Indeed, the buildup of failed banks this year shows something is still amiss in the financial sector, as toxic assets continue to haunt the industry. Mid-sized or regional banks are especially vulnerable, but occasionally a failure will earn national attention, like the failure of Colonial Bank a week ago — the sixth largest U.S. bank failure on record.

This year, 77 banks have failed, putting pressure on the FDIC, which backs consumer deposits and act as the scrapyard for banks that go belly up.

Like any scrapyard, the FDIC can break down the assets that come under its control and find buyers for the parts and pieces.

But the FDIC also has an obligation to see that the new owner can make a go of it, so the parts and pieces don’t don’t come back into the scrapyard again. (Not just any shady character can buy here.)

Finding buyers has been problem, however. Of the 77 banks that failed this year, the regulator has been unable to sell eight of them, The New York Times reported Friday.

As such, the FDIC board is now reviewing steps to make it easier for private equities to buy insolvent banks.

Regulators announced in July that failed banks could be broken down into good and bad assets, putting the bad loans up for sale at auctions in which the government absorbs a portion of the risk.

At this point, they are looking hard at as many solutions as possible, Frederick Cannon, chief equity analyst at Keefe, Bruyette & Woods, told the Times. When you have this many bad loans at these banks, there are no easy fixes.

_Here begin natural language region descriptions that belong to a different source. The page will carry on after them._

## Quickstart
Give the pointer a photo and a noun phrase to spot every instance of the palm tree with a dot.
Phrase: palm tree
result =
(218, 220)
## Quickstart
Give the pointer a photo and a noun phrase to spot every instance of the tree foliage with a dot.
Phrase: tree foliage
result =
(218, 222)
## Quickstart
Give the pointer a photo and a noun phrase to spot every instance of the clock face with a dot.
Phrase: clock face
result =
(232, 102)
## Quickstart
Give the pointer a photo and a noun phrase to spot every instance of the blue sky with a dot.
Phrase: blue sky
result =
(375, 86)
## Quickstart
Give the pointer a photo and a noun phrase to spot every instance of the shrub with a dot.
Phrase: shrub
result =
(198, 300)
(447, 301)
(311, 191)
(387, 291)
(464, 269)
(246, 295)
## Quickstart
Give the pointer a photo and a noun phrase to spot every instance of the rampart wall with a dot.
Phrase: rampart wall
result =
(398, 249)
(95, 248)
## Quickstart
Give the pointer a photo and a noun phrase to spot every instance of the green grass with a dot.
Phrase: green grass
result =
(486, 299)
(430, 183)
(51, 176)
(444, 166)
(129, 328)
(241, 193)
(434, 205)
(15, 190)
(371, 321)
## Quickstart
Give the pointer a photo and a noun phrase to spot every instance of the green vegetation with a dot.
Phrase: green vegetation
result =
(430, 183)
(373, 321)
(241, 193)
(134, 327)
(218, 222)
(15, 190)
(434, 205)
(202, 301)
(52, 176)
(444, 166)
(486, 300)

In fact, with increasing frequency, the FDIC is offering deals to limit risks for those who purchase failed banks, offering to share in the losses with two-thirds of the banks sold this year, the Times said.

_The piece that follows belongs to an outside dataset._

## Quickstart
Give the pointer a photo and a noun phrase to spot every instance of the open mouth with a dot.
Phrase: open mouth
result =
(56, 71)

Sources say the FDIC is reviewing a series of proposals to loosen restrictions or toss in guarantees to entice buyers to their bank auctions.

One proposal could end up relaxing mandates that equity firms support the subsidiaries of the banks they buy, The Wall Street Journal reported. Another would lower the capital cushion requirements for equity firms.

In market movement Friday, the recently volatile Shanghai Composite index gained 1.69 percent. The Nikkei 225 in Japan closed down 1.4 percent. In Australia, the S&P/ASX dropped 1.99 percent.

In midday trading in Europe, the FTSE 100 index gained 1.16 percent. The DAX 30 in Germany rose 1.59 percent, while the CAC 40 in France gained 1.47 percent. The broader DJStoxx 50 rose 1.16 percent.